Led thus far by Rishon LeZion and Givatayim, Modi’in joined the scramble to ensure that some shops remain open on the weekend despite the fact that the cotroversial supermarket bill is scheduled to be brought before the Knesset next week.
Mayors of Holon, Ramat Gan and Herzliya are also working on similar legislation in a bid to quash efforts by Interior Minister Aryeh Deri to put a stop to commerce on Shabbat, rendering his proposed bill inapplicable to their cities in the event that it is ratified.
Bylaws that currently exist in Modi’in permit cultural and recreational activities on Shabbat but all commerce is prohibited. Despite the bylaw, there are four convenience stores that have permission to operate seven days per week.
The bylaw amendment was intended to preserve the status quo and allow for the opening of one store per neighborhood and in uninhabited commercial areas such as the Yishpro Center Shopping.
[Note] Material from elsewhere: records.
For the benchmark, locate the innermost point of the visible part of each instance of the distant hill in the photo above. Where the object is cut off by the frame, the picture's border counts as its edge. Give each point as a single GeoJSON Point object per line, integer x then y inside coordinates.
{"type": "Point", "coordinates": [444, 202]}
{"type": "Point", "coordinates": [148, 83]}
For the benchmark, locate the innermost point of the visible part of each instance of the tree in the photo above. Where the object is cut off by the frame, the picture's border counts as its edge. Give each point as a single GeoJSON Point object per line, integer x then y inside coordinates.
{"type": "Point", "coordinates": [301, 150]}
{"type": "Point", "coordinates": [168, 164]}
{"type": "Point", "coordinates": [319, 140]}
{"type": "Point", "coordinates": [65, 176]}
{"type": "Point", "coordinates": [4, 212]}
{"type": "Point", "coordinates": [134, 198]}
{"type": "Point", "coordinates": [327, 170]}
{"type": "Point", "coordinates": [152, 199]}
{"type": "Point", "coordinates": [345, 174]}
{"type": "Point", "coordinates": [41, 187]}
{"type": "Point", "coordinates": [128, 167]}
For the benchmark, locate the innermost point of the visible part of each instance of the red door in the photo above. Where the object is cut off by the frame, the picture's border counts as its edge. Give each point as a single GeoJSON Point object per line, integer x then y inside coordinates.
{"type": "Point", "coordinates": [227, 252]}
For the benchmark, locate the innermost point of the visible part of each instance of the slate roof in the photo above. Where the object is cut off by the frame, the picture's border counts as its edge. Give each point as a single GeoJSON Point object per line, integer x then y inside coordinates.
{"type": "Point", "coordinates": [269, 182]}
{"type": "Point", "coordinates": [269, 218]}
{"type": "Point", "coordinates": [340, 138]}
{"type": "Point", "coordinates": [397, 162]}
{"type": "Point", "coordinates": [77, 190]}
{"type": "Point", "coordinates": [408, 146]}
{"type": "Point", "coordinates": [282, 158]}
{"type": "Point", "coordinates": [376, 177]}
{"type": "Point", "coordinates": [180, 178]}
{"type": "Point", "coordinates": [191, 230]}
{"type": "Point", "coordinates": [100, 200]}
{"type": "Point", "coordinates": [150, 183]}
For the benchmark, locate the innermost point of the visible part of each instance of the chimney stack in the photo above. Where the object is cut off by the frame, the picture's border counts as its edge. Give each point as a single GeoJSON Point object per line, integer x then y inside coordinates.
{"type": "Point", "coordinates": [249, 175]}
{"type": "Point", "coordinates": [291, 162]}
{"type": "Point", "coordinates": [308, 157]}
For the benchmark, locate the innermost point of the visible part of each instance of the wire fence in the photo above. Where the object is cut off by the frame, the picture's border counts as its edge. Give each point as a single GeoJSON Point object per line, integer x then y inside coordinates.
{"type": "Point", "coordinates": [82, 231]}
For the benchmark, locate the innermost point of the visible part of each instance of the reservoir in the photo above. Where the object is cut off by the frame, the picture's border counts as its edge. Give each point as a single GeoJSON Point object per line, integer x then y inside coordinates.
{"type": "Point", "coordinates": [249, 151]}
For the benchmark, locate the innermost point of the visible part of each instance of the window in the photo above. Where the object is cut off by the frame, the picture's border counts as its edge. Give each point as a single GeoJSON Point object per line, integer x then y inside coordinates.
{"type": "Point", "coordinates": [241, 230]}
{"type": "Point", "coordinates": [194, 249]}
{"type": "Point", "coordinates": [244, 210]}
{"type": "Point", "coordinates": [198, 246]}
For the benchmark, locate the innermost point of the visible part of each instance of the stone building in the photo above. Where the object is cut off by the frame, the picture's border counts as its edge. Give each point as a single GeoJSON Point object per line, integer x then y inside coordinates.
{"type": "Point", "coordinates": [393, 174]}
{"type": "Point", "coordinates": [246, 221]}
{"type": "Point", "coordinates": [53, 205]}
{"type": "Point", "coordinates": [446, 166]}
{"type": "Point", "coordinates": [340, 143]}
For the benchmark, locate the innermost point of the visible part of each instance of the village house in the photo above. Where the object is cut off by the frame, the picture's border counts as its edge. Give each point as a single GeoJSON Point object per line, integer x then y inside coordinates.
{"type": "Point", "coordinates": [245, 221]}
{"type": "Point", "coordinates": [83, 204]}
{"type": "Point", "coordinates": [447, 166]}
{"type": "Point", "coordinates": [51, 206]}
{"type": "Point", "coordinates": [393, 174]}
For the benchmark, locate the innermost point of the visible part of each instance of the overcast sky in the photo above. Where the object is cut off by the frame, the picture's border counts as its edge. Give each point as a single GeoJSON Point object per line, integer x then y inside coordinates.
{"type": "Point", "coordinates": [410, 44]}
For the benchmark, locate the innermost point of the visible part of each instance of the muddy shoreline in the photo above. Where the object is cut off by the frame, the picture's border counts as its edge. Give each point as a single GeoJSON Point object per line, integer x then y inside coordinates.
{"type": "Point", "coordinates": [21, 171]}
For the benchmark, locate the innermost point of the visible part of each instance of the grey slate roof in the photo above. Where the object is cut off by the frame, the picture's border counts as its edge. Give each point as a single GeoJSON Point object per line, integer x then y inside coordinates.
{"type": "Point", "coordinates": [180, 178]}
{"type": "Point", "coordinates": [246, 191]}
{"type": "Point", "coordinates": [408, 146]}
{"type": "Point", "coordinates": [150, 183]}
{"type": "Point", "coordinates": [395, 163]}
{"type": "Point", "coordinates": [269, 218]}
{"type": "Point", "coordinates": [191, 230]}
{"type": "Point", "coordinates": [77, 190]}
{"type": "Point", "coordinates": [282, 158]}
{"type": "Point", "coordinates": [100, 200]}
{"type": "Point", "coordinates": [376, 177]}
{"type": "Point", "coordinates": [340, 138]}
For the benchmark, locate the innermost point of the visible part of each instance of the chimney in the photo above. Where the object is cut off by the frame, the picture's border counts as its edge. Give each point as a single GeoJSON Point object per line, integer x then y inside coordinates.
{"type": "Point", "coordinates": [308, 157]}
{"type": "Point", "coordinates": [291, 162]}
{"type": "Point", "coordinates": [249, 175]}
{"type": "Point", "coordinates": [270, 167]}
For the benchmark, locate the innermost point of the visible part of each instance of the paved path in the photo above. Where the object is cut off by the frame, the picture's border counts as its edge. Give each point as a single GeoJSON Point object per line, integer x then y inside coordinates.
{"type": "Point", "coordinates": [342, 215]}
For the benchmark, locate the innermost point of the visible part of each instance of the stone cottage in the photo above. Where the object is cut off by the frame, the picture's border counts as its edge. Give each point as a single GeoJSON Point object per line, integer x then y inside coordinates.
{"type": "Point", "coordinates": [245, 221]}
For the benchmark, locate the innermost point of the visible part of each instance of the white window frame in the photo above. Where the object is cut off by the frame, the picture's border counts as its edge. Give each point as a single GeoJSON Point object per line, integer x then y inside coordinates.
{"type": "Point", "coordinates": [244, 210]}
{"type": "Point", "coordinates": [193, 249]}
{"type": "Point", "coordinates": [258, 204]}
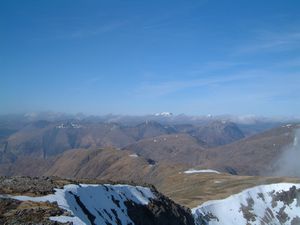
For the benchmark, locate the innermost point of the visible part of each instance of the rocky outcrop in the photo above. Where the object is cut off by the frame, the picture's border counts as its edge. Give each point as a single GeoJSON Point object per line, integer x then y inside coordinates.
{"type": "Point", "coordinates": [25, 200]}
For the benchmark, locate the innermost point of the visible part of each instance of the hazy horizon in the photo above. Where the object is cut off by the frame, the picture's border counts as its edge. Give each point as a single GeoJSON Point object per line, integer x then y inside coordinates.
{"type": "Point", "coordinates": [137, 58]}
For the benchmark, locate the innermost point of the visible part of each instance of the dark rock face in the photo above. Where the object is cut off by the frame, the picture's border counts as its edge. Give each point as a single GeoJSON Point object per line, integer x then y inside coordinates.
{"type": "Point", "coordinates": [14, 212]}
{"type": "Point", "coordinates": [160, 211]}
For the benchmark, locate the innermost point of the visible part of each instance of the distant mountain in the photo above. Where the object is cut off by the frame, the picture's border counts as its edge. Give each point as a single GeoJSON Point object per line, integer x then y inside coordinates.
{"type": "Point", "coordinates": [214, 133]}
{"type": "Point", "coordinates": [255, 155]}
{"type": "Point", "coordinates": [178, 148]}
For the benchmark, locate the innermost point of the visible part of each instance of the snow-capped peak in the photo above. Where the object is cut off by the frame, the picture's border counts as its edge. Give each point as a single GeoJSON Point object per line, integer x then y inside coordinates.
{"type": "Point", "coordinates": [164, 114]}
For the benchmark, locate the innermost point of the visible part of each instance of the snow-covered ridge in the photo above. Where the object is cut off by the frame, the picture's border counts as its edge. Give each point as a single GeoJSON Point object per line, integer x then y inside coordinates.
{"type": "Point", "coordinates": [191, 171]}
{"type": "Point", "coordinates": [266, 204]}
{"type": "Point", "coordinates": [164, 114]}
{"type": "Point", "coordinates": [95, 204]}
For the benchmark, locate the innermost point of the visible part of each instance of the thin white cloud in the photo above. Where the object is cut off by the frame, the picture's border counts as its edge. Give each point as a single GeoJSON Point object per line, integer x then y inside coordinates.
{"type": "Point", "coordinates": [168, 87]}
{"type": "Point", "coordinates": [271, 41]}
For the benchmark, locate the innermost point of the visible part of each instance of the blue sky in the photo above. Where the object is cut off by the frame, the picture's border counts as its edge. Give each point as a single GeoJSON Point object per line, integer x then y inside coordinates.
{"type": "Point", "coordinates": [138, 57]}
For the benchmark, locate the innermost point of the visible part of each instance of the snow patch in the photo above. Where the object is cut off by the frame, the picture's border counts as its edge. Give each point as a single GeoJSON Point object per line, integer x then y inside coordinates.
{"type": "Point", "coordinates": [191, 171]}
{"type": "Point", "coordinates": [106, 203]}
{"type": "Point", "coordinates": [252, 206]}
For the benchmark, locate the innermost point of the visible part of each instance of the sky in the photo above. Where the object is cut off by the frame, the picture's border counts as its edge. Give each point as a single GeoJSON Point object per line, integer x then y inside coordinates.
{"type": "Point", "coordinates": [138, 57]}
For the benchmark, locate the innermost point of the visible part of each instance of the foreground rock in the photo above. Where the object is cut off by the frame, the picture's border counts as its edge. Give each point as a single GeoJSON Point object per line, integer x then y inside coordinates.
{"type": "Point", "coordinates": [27, 200]}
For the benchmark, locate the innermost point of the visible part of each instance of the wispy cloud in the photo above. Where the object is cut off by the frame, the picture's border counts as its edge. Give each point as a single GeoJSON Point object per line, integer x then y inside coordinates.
{"type": "Point", "coordinates": [168, 87]}
{"type": "Point", "coordinates": [89, 31]}
{"type": "Point", "coordinates": [266, 41]}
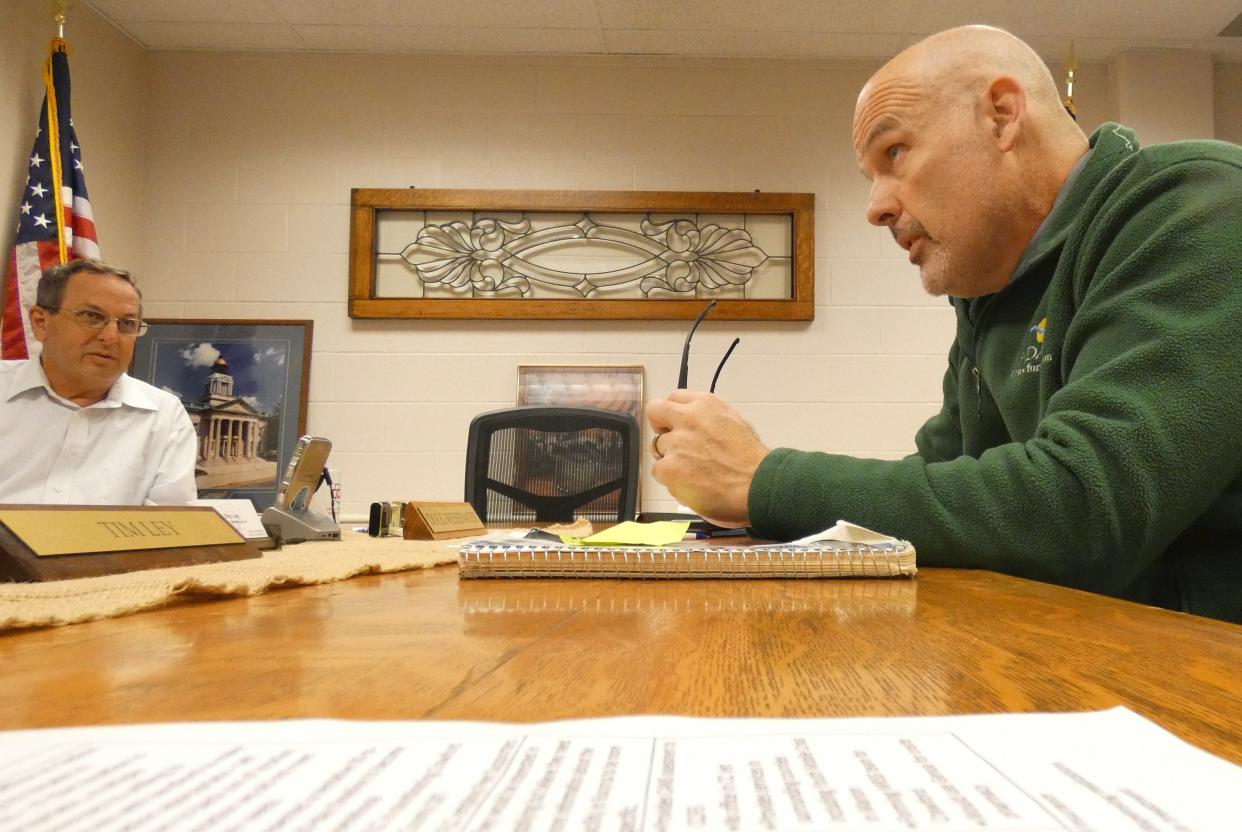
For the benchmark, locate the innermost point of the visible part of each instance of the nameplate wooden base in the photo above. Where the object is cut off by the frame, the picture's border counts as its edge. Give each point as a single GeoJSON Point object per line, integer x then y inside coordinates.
{"type": "Point", "coordinates": [50, 543]}
{"type": "Point", "coordinates": [426, 520]}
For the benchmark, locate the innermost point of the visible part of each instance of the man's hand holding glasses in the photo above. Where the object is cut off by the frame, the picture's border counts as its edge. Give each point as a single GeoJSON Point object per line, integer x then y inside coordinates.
{"type": "Point", "coordinates": [706, 453]}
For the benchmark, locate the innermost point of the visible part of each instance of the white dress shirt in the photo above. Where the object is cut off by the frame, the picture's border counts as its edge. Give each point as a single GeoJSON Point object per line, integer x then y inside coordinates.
{"type": "Point", "coordinates": [133, 447]}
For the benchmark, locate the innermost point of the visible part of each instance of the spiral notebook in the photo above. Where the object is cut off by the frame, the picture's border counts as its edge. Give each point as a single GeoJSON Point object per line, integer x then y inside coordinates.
{"type": "Point", "coordinates": [830, 554]}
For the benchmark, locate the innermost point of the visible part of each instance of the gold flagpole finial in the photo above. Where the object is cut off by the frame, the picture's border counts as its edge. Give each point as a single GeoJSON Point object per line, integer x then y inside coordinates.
{"type": "Point", "coordinates": [1071, 70]}
{"type": "Point", "coordinates": [58, 15]}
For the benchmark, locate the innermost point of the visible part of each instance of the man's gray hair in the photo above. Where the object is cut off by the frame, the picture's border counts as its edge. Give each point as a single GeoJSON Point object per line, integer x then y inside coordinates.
{"type": "Point", "coordinates": [51, 284]}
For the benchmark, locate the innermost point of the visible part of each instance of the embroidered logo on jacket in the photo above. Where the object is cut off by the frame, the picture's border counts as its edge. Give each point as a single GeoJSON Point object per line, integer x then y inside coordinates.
{"type": "Point", "coordinates": [1033, 358]}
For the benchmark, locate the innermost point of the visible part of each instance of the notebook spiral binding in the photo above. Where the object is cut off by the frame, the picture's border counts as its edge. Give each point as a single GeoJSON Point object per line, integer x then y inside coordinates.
{"type": "Point", "coordinates": [816, 560]}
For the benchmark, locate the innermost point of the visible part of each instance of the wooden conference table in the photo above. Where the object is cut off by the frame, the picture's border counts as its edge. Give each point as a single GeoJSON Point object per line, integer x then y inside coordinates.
{"type": "Point", "coordinates": [427, 646]}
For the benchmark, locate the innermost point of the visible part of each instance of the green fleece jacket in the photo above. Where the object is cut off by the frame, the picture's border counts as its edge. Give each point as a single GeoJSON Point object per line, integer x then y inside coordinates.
{"type": "Point", "coordinates": [1092, 424]}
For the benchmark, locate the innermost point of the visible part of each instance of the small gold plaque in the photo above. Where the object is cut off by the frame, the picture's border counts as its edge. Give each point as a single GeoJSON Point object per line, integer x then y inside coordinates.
{"type": "Point", "coordinates": [83, 530]}
{"type": "Point", "coordinates": [440, 520]}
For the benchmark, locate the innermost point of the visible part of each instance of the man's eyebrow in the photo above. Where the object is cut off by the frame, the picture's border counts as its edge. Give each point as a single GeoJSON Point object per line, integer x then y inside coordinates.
{"type": "Point", "coordinates": [884, 124]}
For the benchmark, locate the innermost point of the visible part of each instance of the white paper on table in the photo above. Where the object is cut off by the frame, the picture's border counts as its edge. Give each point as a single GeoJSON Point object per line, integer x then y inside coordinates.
{"type": "Point", "coordinates": [1108, 770]}
{"type": "Point", "coordinates": [846, 532]}
{"type": "Point", "coordinates": [240, 513]}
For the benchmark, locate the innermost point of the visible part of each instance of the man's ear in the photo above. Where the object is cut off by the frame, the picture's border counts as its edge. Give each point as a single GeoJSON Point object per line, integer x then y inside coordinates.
{"type": "Point", "coordinates": [1006, 111]}
{"type": "Point", "coordinates": [39, 323]}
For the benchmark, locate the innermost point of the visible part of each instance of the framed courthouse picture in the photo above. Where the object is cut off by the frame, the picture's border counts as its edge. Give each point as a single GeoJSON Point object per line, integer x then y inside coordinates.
{"type": "Point", "coordinates": [244, 384]}
{"type": "Point", "coordinates": [586, 385]}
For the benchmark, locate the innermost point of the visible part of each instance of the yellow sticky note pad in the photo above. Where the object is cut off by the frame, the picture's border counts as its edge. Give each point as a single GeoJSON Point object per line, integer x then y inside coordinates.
{"type": "Point", "coordinates": [635, 534]}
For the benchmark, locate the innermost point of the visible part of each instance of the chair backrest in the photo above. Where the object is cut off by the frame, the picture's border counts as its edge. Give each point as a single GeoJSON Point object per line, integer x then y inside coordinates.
{"type": "Point", "coordinates": [550, 465]}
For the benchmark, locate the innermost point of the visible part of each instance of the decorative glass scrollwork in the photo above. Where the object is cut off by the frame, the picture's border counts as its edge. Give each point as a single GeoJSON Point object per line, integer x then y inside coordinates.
{"type": "Point", "coordinates": [586, 255]}
{"type": "Point", "coordinates": [492, 256]}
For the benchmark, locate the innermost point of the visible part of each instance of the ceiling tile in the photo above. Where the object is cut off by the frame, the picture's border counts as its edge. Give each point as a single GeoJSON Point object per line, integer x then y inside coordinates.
{"type": "Point", "coordinates": [437, 14]}
{"type": "Point", "coordinates": [774, 45]}
{"type": "Point", "coordinates": [416, 39]}
{"type": "Point", "coordinates": [215, 36]}
{"type": "Point", "coordinates": [831, 29]}
{"type": "Point", "coordinates": [188, 11]}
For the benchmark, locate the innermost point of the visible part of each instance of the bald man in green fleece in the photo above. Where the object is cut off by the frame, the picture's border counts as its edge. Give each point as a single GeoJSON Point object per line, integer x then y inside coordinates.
{"type": "Point", "coordinates": [1091, 432]}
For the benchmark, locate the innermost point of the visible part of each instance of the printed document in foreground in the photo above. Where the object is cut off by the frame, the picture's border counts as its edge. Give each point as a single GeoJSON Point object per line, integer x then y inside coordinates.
{"type": "Point", "coordinates": [1109, 770]}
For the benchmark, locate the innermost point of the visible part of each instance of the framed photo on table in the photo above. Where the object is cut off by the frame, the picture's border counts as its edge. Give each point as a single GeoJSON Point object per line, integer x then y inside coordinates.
{"type": "Point", "coordinates": [244, 384]}
{"type": "Point", "coordinates": [583, 385]}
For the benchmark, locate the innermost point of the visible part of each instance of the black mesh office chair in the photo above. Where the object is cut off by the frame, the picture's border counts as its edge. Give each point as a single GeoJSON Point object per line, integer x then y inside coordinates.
{"type": "Point", "coordinates": [550, 465]}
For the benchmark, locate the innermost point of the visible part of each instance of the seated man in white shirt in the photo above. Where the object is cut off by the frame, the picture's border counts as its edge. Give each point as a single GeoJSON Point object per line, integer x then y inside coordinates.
{"type": "Point", "coordinates": [75, 429]}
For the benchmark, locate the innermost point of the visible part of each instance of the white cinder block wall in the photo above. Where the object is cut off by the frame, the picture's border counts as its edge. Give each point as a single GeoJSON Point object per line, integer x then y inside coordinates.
{"type": "Point", "coordinates": [250, 160]}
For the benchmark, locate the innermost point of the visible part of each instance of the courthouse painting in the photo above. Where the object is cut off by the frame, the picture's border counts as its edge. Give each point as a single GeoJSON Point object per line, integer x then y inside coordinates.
{"type": "Point", "coordinates": [236, 391]}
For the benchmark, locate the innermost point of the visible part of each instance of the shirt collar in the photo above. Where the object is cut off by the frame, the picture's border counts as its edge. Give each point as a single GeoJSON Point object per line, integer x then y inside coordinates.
{"type": "Point", "coordinates": [123, 391]}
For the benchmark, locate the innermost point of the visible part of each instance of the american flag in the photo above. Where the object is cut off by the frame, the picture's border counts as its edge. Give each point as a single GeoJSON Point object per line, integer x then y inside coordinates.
{"type": "Point", "coordinates": [54, 215]}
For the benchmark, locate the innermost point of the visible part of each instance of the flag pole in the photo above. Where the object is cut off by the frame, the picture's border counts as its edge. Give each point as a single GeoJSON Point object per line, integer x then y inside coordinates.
{"type": "Point", "coordinates": [1071, 71]}
{"type": "Point", "coordinates": [58, 14]}
{"type": "Point", "coordinates": [54, 129]}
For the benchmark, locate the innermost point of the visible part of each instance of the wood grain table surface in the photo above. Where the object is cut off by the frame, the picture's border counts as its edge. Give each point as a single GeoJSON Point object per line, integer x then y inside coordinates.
{"type": "Point", "coordinates": [427, 646]}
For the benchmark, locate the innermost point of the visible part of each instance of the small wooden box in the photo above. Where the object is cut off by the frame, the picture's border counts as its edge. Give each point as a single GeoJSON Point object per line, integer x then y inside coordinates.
{"type": "Point", "coordinates": [426, 520]}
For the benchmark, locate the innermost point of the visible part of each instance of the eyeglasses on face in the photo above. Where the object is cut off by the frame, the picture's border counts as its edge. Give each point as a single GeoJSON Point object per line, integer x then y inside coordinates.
{"type": "Point", "coordinates": [93, 319]}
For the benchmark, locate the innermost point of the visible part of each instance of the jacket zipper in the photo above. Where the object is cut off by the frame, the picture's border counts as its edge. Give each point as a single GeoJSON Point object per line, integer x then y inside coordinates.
{"type": "Point", "coordinates": [979, 393]}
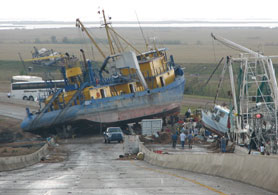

The religiously mixed city of Mod’in is also home to Israel’s Ashkenazi Chief Rabbi David Lau and numerous Orthodox communities.
Haredim and other ultra-Orthodox strands, who sit as a minority on the city council, were up against the Mayor Haim Bibas, who is also a close associate of Prime Minister Benjamin Netanyahu and a central Likud figure.
Moreover, Bibas serves as chairman of the Union of Local Authorities and leads the opposition to supermarkets bill on the national level and has even threatened to petition against it at the High Court of Justice.